The ratings group said Brexit had eroded the country’s ability to tackle the challenge of its high levels of borrowing.
“It would be optimistic to assume that the previously cohesive, predictable approach to legislation and policymaking in the UK will return once Brexit is no longer a contentious issue, however that is achieved,” the ratings agency said in a statement issued late on Saturday morning, our time after trading had closed around the world.
Moody’s stripped the UK of its AAA rating in 2013, well before the 2016 Brexit referendum, and downgraded it again in 2017. It said in the statement that while it was affirming its Aa2 rating on Britain’s sovereign debt, it had moved the outlook from stable to negative, which usually means a downgrade in the next 18 months.
Prime Minister Boris Johnson has called a December 12 election in an attempt to break the three-year deadlock.
Moody’s said the “increasing inertia and, at times, the paralysis that has characterised the Brexit-era policymaking process” showed how the UK’s institutional framework had diminished.

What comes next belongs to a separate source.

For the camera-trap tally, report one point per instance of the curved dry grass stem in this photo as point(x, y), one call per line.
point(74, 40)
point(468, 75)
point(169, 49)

The decline in institutional strength appeared to be structural in nature, it said, and was likely to continue after Brexit, given what it said were deep divisions within society and the country’s political landscape.
It also said the government, after taking steps to reduce Britain’s budget deficit between 2010 and 2015, had been increasingly willing to “move the goalposts” on fiscal targets in recent years.
“Successive governments have announced large, permanent increases in public expenditures, most notably a large increase in spending on the National Health Service (NHS), outside the normal calendar for fiscal policy changes and without detailed policy plans,” it said.
Both of the main political parties have promised big spending increases ahead of next month’s election.
Moody’s said the risk was that Britain’s 1.8 trillion pounds of public debt – more than 80 percent of annual economic output – would begin to rise.
“In the current political climate, Moody’s sees no meaningful pressure for debt-reducing fiscal policies,” it said.